Charter Hall Retail REIT's Fiscal First-Half Results Beat Expectations, to See Operating Income and EPS Growth from Fiscal 2026, Jarden Research Says

MT Newswires Live
02-17

Charter Hall Retail REIT (ASX:CQR) fiscal first-half results slightly exceeded expectations, which suggests a 1.6% half-on-half swing in the second half of the current fiscal year, according to a Feb. 14 note by Jarden Research.

The real estate investment trust reported fiscal first-half statutory earnings of AU$0.1869 per unit, compared with a loss of AU$0.0724 a year earlier. Analysts polled by Visible Alpha expected earnings of AU$0.044 per unit.

Total revenue and other income for the six months ended Dec. 31, 2024, was AU$193 million, compared with AU$149.5 million a year earlier. Of the total, property income was AU$95.5 million.
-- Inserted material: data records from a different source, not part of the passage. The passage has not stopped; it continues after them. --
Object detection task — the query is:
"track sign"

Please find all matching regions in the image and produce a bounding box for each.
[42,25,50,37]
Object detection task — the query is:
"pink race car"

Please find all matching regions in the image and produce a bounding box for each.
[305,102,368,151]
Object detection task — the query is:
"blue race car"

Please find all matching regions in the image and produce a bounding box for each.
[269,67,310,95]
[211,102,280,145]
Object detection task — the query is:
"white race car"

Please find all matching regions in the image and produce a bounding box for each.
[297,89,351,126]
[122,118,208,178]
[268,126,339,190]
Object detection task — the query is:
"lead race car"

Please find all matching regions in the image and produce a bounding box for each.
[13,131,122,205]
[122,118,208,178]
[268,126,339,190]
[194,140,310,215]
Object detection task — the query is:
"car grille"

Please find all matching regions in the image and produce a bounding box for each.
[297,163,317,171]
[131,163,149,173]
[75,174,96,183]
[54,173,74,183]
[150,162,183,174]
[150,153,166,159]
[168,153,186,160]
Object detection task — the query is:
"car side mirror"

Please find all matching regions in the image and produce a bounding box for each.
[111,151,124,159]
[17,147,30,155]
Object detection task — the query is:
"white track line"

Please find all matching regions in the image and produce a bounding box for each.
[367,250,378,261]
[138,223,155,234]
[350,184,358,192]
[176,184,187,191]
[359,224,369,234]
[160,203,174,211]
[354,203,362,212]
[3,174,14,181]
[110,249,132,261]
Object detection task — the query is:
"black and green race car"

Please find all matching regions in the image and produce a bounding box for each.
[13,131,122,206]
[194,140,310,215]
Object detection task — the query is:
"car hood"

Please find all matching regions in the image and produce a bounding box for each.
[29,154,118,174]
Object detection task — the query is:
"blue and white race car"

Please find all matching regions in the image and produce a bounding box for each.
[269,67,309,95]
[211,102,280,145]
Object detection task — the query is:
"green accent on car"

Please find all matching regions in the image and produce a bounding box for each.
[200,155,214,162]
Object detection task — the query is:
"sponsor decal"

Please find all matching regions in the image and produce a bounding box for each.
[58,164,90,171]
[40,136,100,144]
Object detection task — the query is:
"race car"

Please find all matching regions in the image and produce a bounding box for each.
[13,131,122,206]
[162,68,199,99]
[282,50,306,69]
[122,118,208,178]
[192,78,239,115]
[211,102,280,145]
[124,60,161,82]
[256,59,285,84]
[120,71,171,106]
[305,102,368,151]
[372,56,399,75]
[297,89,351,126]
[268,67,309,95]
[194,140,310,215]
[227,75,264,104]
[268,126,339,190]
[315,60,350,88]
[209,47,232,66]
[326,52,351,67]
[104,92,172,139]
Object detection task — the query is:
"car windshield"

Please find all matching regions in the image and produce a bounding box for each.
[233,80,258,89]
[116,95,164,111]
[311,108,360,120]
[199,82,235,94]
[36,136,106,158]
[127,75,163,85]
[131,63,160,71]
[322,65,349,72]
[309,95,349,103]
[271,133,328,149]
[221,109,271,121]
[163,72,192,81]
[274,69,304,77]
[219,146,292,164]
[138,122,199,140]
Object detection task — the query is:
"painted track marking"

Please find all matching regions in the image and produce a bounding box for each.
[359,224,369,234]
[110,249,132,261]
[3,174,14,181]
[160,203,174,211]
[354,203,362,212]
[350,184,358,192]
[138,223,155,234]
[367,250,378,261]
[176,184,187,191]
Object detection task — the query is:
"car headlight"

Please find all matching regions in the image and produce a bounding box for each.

Analysts surveyed by Visible Alpha expected net property income from wholly owned properties of AU$87.6 million.

Jarden expects the REIT to see net operating income growth and the benefits from asset recycling, including the acquisition of an AU$318 million stake at Hotel Property Investments (ASX:HPI), an AU$50.3 million shopping center in Glebe in New South Wales with a 5.9% yield, and AU$44 million in convenience retail assets.

This is expected to flow through to stronger operating earnings per share growth from fiscal year 2026 onwards, Jarden added.

Jarden has an overweight rating on Charter Hall Retail REIT and a price target of AU$3.60.

Shares of the REIT rose past 3% in recent Monday trade.